Their daughter, Mary, also became a painter and married Thomas, son of Robert Streeter, the Serjeant-Painter.
He and another Flemish painter George Geldorp who was like him a master in the Antwerp Guild of Saint Luke were very close associates of Anthony van Dyck in London.
Geldorp is believed to have been more involved on the commercial side by assisting van Dyck with the sale of copies of his works and frames.
[2] After the execution of Charles I of England in 1649, his art collection was broken up and sold off in order to repay the debtors of the former king.
[2] He was able to acquire the famous equestrian portrait by van Dyck of Charles I with M. de St Antoine.

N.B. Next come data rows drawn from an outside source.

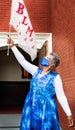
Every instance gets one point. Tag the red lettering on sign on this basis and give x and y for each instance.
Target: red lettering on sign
(20, 8)
(30, 31)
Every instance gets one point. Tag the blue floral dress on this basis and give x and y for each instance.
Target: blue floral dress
(40, 111)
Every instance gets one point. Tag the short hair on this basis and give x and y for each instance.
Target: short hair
(56, 59)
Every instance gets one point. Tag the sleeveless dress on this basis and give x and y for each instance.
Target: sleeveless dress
(40, 110)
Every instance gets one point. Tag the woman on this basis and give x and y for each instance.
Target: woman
(40, 110)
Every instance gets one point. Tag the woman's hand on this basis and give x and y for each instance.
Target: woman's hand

He made a series of portraits of 14 "Beauties" after van Dyck, Lely and Samuel Cooper.
The series remained at Windsor Castle throughout the 18th Century and 13 of them reappeared in the Queen's Bedchamber in 1790 to 1819 and are now in the Royal Collection.
In 1667 Charles II commissioned van Leemput to make a small copy of the wall painting by Hans Holbein the Younger representing Henry VII, Elizabeth of York, Henry VIII and Jane Seymour at the Palace of Whitehall in London.
[2] Holbein's original draft cartoon for the left half of the composition is in the National Portrait Gallery, London.